This is why I want to hold on to the public image so much when it comes to David Archuleta. I want to know some private details but only so much. Because the private details could absolutely taint the way you receive the work.
I also think things are much more difficult for artists like David. He began with a “good boy” image, and certain fans’ insistence that we view him in terms of blessed goodness (almost to the point of angelic perfection) sets him up for an inevitable fall from grace since no one is perfect.
It’s actually better, I think, to start from a “bad boy” or “bad girl” image because once you improve, you are forever “redeemed.”
Granted, David is much more complex than that, for even as he started out on Idol with a “good” and “angelic” persona, behind-the-scenes rumors about controlling and “abusive” stage dads already tainted that public persona. Which is why I believe, as GG Doors once suggested, that David needs a Janet-Jacksonesque Control album to reassert himself as a grown man in control of his own sound and destiny.

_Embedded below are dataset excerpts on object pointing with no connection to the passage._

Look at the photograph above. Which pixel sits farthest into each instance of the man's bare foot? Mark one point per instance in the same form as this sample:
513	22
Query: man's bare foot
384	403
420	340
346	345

How that is perceived, in the wake of a Mormon mission, is anyone’s guess. Even then, I imagine David already lost some fans over his religious choices and convictions. He has been very wise in the past to not bring his faith to the fore, but we shall see if he continues to follow this private/public split.
Control over his sound and especially over his image is key, especially when any extra private details could tip the scales on how one is perceived in public.